Os alunos estão em contato com informações e entretenimento multimidiáticos com mais frequência e intensidade, pois essas tecnologias estão mais presentes no cotidiano de crianças e jovens. Por isso, elas podem tornar o processo de aprendizagem mais dinâmico e estimulante. Os materiais audiovisuais,
Página 307
disponíveis em grande quantidade na internet, e os conteúdos interativos propiciam novas maneiras de abordar os assuntos tratados em sala de aula.
Por sua vez, o desenvolvimento de plataformas de produção de conteúdo digital tem o potencial de tirar os alunos da condição de receptores passivos da informação e transformá-los em produtores de conteúdos e de mídias com base nos assuntos abordados durante os estudos de História. De acordo com a já comentada intensa relação entre a História temática e a utilização de projetos de pesquisa, essas ferramentas tecnológicas podem colaborar com os alunos para a produção de materiais que sejam dinâmicos, lúdicos, interativos e atrativos em termos de estética e de conteúdo. Como exemplo, podemos mencionar pesquisas que versem sobre a cidadania e a democracia, nas quais os alunos podem conhecer produções musicais que criticavam o regime militar brasileiro das décadas de 1960 e 1970 ou elaborar uma composição musical que poderia ser gravada e adicionada à pesquisa ou disponibilizada em arquivos de compartilhamento na internet para que outros alunos tenham contato com ela.
Os benefícios da integração da tecnologia são melhor percebidos quando a aprendizagem não é meramente um processo de transferência de fatos de uma pessoa para outra, mas quando o objeto do professor é delegar poderes aos alunos como pensadores e pessoas capazes de resolver problemas. A tecnologia oferece uma excelente plataforma, um ambiente conceitual, na qual as crianças podem coletar informações em vários formatos e, então, organizar, visualizar, ligar e descobrir relações entre fatos e eventos. Os alunos podem usar as mesmas tecnologias para comunicar suas ideias a outras pessoas, discutir e criticar suas perspectivas, para persuadir e ensinar outras pessoas e para acrescentar níveis maiores de compreensão a seu conhecimento em expansão.

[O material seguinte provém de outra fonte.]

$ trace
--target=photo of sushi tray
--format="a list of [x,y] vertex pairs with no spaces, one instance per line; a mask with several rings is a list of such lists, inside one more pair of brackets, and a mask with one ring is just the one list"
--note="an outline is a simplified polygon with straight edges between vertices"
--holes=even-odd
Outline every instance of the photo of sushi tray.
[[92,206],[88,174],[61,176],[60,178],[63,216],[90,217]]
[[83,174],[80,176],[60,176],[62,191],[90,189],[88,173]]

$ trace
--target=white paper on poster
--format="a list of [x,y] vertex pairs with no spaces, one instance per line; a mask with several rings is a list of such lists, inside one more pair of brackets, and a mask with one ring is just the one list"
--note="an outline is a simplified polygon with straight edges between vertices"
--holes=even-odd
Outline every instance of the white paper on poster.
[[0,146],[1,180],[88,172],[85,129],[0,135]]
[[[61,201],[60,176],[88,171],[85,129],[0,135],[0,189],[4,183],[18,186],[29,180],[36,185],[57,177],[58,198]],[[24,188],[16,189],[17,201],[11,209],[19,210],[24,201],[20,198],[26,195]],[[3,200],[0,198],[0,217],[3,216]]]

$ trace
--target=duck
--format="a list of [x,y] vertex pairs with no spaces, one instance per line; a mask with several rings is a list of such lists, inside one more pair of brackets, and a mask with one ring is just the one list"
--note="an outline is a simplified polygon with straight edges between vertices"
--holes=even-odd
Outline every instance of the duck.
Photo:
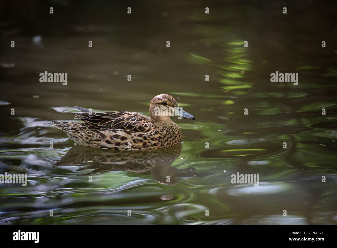
[[[78,171],[88,176],[110,171],[147,173],[159,183],[172,186],[181,180],[199,175],[194,167],[181,169],[172,166],[181,153],[182,147],[180,143],[162,149],[121,151],[76,144],[71,147],[53,168],[78,167]],[[89,171],[88,168],[90,169]]]
[[76,114],[75,119],[83,122],[53,121],[52,123],[78,144],[108,150],[153,149],[175,145],[182,142],[182,136],[170,116],[195,119],[166,94],[156,95],[151,100],[149,117],[124,111],[95,113],[91,109],[74,107],[82,112]]

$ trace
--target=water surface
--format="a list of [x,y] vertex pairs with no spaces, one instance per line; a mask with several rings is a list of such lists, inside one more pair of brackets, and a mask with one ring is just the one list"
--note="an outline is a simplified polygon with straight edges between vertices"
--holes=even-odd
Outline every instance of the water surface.
[[[2,4],[0,174],[28,182],[0,185],[0,223],[336,223],[335,3],[291,1],[285,15],[282,3],[150,1],[128,15],[55,1],[52,15],[30,2]],[[46,71],[67,84],[40,83]],[[298,85],[271,83],[276,71]],[[149,114],[163,93],[196,117],[173,118],[184,141],[172,147],[84,147],[51,123],[75,105]],[[238,172],[259,186],[232,184]]]

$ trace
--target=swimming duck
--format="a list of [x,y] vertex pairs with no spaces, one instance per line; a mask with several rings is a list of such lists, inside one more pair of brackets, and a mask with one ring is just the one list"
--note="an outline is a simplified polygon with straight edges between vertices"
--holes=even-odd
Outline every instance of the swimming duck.
[[174,145],[181,142],[182,136],[180,129],[170,116],[195,118],[166,94],[151,100],[150,117],[127,111],[95,113],[75,107],[83,112],[76,114],[75,119],[84,122],[52,123],[78,144],[108,149],[152,149]]
[[[86,174],[88,175],[112,171],[148,172],[158,183],[173,185],[181,179],[199,175],[194,168],[178,169],[172,166],[180,155],[182,147],[182,144],[178,144],[162,149],[119,152],[76,145],[69,149],[53,168],[60,166],[65,168],[67,166],[78,166],[78,171],[85,173],[89,168]],[[168,181],[167,176],[170,177]]]

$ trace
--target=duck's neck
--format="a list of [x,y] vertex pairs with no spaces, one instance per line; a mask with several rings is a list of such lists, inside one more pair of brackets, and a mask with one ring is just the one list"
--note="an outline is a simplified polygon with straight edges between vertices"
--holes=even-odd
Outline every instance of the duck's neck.
[[161,127],[167,126],[168,128],[171,126],[173,123],[174,123],[169,116],[157,116],[154,114],[151,115],[150,116],[151,122]]

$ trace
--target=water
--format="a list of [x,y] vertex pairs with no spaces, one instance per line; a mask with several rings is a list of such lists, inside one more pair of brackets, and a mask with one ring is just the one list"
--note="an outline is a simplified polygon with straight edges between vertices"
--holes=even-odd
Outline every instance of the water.
[[[93,2],[1,15],[0,174],[28,182],[0,185],[0,223],[336,223],[335,3],[292,1],[284,15],[278,3],[154,1],[128,15]],[[46,71],[68,84],[40,83]],[[277,71],[298,85],[271,83]],[[50,122],[74,105],[148,114],[163,93],[195,116],[173,119],[182,145],[107,151]],[[259,186],[232,184],[238,172]]]

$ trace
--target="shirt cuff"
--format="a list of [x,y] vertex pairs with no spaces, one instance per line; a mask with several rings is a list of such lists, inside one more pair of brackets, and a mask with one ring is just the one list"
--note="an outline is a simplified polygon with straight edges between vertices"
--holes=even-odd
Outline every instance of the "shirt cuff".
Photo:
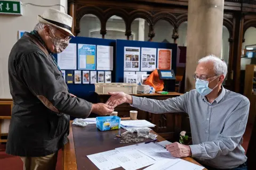
[[137,96],[132,96],[132,104],[130,105],[133,107],[137,107],[140,105],[140,98]]
[[199,157],[201,156],[202,151],[199,144],[189,145],[189,147],[190,147],[192,157]]

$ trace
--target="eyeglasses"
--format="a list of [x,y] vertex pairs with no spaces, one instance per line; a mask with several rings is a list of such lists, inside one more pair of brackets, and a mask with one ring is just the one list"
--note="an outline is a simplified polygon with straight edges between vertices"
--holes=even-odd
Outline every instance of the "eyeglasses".
[[208,79],[209,78],[212,78],[213,76],[216,76],[216,75],[218,75],[215,74],[214,75],[212,75],[212,76],[208,76],[208,77],[207,77],[206,76],[204,76],[204,75],[201,75],[201,76],[199,76],[197,75],[196,75],[196,74],[194,74],[193,76],[194,76],[194,78],[195,79],[195,80],[196,80],[196,79],[198,79],[199,80],[201,80],[202,81],[207,81],[207,79]]
[[[52,32],[52,34],[53,35],[53,36],[55,37],[56,36],[53,33],[53,31],[52,30],[52,28],[51,27],[49,27],[49,29],[51,31],[51,32]],[[70,36],[67,36],[66,35],[64,35],[62,32],[61,32],[61,31],[60,31],[59,29],[58,29],[58,28],[55,28],[57,30],[59,30],[60,32],[61,32],[61,37],[59,37],[60,38],[61,38],[62,39],[63,39],[63,40],[65,41],[69,41],[70,39],[71,39],[71,37]]]

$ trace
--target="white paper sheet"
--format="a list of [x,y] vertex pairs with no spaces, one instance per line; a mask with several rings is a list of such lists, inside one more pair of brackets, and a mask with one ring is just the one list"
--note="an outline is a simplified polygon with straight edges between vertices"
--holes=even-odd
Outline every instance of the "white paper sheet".
[[103,83],[105,80],[103,71],[98,71],[98,83]]
[[113,70],[113,47],[97,46],[97,70]]
[[137,83],[140,82],[142,83],[142,75],[147,74],[146,71],[137,71],[136,72],[136,74],[137,75]]
[[124,71],[140,71],[140,47],[124,47]]
[[146,120],[121,121],[121,125],[126,127],[155,127],[156,125]]
[[90,72],[91,84],[94,84],[97,82],[97,72],[96,71],[91,71]]
[[184,160],[181,159],[173,159],[158,161],[156,164],[144,169],[144,170],[202,170],[204,167]]
[[155,160],[174,158],[166,149],[155,143],[140,144],[136,149]]
[[156,48],[141,48],[141,70],[148,71],[154,71],[156,69]]
[[87,155],[87,157],[100,170],[109,170],[117,168],[120,166],[113,162],[110,157],[118,154],[116,150]]
[[163,147],[165,147],[165,146],[166,146],[166,144],[171,144],[172,142],[169,142],[169,141],[167,141],[167,140],[164,140],[163,141],[157,142],[156,143],[157,143],[157,144],[158,144],[163,146]]
[[96,46],[78,44],[78,70],[96,70]]
[[82,82],[81,71],[75,70],[75,84],[81,84]]
[[70,43],[61,53],[58,54],[58,65],[62,70],[76,70],[76,44]]
[[137,74],[127,74],[126,75],[126,83],[137,84]]
[[90,83],[90,71],[83,71],[83,84]]
[[126,81],[126,75],[130,74],[135,74],[135,72],[133,71],[125,71],[124,72],[124,83],[127,83]]
[[111,71],[105,71],[105,83],[109,83],[111,81]]
[[125,170],[138,169],[155,163],[153,159],[136,150],[120,152],[110,157],[113,162],[121,165]]
[[147,80],[147,79],[148,78],[150,74],[142,74],[141,75],[142,83],[143,84],[144,81]]
[[86,56],[85,55],[80,55],[79,57],[79,67],[86,68]]
[[62,73],[62,77],[64,79],[64,81],[66,82],[66,71],[61,70],[61,73]]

Assim, a aprendizagem passa a ser vista como algo que o aluno faz e não algo que é feito para ele. [...] os professores mais eficientes são aqueles que conseguem atingir um equilíbrio entre as atividades de instrução e de construção.
MARQUES, Adriana Cavalcanti; CAETANO, Josineide da Silva. Utilização da informática na sala de aula. In: MERCADO, Luís Paulo Leopoldo (Org.). Novas tecnologias na educação: reflexões sobre a prática. Maceió: Edufal, 2002. p. 147.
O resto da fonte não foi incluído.